Download the PDF version: 3 Ways to Optimize Your Snowflake Spend
Snowflake is one of the more popular SaaS platforms offering data warehousing capabilities and services. Most service providers either charge a flat fee or base their costs upon the services rendered, and Snowflake is no exception to this rule. As a flexible cloud-computing service provider, Snowflake’s architecture allows a user to control and manage costs by supervising three distinct functions:
Yet, as Snowflake users understand all too well, visibility into the data activity happening within their Snowflake environment can be challenging.
This can present a number of data performance, data quality, and economic issues.
Without the ability to see how data is functioning, and unless there is awareness of the cost impact of operating within Snowflake, data teams run the risk of overspending or underutilizing this critical element of their data stack.
This paper offers insights into how data teams can optimize the performance and cost management of their Snowflake environments with greater visibility.
As we will see, using data observability is now recognized as among the most important factors in this effort, and we will demonstrate how employing data observability within Snowflake environments is helping data teams of all sizes improve the cost and performance of their data investments.
The compute and cloud services stages of Snowflake’s service can be broadly defined as the process of loading data into the virtual warehouse and executing queries. This is billed to the customer in the form of Snowflake credits.
Data storage on the other hand is charged using a flat-rate fee that’s based on expected monthly usage.
Customers can purchase storage and Snowflake credits on-demand or up-front depending on the working capacity.

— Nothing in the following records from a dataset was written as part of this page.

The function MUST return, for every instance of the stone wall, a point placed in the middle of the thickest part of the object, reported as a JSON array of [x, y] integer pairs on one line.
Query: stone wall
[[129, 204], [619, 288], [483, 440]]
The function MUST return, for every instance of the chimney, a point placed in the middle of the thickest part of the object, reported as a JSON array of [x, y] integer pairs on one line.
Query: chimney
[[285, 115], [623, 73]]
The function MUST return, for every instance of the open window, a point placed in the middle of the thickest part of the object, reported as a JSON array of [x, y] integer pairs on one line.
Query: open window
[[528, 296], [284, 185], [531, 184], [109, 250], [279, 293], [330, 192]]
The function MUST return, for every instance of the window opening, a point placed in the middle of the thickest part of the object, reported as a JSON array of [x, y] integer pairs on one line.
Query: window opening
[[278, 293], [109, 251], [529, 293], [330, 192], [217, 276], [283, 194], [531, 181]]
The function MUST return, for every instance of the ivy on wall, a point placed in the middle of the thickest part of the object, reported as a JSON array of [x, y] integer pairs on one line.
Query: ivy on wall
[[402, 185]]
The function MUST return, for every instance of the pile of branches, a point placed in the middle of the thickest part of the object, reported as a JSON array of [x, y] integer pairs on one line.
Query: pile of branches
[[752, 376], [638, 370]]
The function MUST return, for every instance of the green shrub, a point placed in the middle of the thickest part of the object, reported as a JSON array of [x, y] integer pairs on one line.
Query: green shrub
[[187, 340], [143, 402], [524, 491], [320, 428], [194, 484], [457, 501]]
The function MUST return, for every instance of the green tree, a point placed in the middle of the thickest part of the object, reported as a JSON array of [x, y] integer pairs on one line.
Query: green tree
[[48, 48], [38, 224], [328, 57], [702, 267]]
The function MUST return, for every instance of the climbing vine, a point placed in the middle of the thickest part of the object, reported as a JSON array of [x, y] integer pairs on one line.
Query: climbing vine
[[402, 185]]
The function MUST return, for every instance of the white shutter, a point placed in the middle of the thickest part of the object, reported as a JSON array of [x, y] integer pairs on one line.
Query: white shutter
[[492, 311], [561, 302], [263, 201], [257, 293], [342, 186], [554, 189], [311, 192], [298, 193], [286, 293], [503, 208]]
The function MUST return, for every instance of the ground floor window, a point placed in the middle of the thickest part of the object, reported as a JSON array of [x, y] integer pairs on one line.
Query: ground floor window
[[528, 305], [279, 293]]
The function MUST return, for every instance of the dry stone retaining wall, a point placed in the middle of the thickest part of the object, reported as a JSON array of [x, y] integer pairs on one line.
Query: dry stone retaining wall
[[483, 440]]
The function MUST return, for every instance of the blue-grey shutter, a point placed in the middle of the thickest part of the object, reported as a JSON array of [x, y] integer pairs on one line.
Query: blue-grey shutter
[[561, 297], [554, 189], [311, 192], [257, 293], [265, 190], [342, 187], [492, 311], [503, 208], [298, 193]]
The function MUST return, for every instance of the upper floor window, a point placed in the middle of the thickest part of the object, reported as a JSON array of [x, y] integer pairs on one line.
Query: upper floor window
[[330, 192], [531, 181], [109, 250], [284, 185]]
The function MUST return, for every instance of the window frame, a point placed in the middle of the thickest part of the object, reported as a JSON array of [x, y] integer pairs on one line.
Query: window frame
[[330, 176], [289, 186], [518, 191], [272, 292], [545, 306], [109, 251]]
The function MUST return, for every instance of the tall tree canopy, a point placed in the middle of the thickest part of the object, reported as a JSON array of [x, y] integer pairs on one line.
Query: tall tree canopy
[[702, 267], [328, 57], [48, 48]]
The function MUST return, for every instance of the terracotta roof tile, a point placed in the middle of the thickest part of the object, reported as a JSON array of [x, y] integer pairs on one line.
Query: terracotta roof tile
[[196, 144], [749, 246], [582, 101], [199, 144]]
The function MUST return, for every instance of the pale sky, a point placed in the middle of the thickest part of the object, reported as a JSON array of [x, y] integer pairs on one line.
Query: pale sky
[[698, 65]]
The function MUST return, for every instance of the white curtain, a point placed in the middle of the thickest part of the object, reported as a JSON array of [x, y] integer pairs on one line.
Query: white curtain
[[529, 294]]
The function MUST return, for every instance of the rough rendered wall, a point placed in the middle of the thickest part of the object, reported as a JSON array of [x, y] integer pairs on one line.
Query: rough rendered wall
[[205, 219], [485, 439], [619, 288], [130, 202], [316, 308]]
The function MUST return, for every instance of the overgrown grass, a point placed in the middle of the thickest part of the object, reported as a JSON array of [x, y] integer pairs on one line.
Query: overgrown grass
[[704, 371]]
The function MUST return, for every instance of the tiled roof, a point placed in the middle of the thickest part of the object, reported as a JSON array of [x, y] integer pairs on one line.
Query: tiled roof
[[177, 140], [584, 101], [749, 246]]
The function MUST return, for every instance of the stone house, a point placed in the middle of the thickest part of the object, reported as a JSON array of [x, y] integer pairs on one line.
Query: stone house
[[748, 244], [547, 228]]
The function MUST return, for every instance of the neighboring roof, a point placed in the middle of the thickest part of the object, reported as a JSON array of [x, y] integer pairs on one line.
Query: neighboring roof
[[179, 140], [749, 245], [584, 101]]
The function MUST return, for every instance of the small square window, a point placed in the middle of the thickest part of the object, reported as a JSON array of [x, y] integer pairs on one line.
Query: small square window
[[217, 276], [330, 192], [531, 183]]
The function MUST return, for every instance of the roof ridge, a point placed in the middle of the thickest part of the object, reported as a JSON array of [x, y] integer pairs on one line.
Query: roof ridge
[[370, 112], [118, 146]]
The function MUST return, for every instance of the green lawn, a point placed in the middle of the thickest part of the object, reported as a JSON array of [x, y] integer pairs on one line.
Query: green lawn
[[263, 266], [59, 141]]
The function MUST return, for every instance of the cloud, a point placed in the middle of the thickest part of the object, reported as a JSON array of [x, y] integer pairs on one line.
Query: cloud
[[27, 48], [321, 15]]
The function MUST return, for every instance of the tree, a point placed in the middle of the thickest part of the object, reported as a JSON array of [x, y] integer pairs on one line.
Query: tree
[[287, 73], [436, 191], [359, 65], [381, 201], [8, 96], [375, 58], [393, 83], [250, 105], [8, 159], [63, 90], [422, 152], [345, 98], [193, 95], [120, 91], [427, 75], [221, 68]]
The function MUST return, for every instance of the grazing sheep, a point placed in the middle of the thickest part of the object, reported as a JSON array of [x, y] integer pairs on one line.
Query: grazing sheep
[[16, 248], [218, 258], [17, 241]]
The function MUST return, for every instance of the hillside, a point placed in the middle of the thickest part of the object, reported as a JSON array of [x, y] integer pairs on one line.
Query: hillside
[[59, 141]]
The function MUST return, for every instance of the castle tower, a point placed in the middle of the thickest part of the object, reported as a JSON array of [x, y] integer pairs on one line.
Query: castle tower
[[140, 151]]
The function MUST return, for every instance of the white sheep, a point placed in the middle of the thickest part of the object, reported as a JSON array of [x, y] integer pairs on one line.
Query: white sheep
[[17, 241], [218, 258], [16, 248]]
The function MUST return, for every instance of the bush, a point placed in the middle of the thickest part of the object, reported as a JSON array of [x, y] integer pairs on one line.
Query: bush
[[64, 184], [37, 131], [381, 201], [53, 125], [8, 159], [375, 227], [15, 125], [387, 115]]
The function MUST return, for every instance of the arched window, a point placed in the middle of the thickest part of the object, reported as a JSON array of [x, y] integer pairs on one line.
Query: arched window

Calculating storage costs is one of the more straight forward pricing models of the Snowflake platform.
Most customers are billed a standalone fee of around $23/TB of data, which is accrued daily. However, we must also take into account that different customers pay slightly offset rates depending on their contractual agreements and obligations with Snowflake. For example, a customer using Azure in Zurich, Switzerland, would pay a fixed rate of $50.50 per TB/month, while another in Washington would pay $40 per TB/month on demand.
The Cost of Compute
Snowflake costs are calculated either on demand or by pre-purchasing capacity. Paying on-demand means you pay for only the services you consume. So, Snowflake calculates the total cost of the resources you provisioned for a month, and then you pay in arrears.
This is where the Snowflake credit system comes into play. Each credit is pegged at a certain rate, which could range from anywhere between $2.50 - $6.50 per credit. This range purely depends on the region, function-criticality and cloud service provider.
Virtual Warehouse Credit Usage
Simply put, this is the cost incurred when you execute queries, load data or perform data operations on multiple compute clusters. The total cost is factored into the size of a warehouse the query is run upon and the total time taken to run the query.
On the other hand, Snowflake also offers customers data warehouses of different sizes, where you can run queries on increasingly more powerful warehouses for optimum performance.
The downside is that the credits used per hour depend on the size of the warehouse, which is illustrated below.
In an attempt to derive the cost of running a single query, we need to take the credit usage/hr cost given above and multiply it by the elapsed time (T) taken when running the query.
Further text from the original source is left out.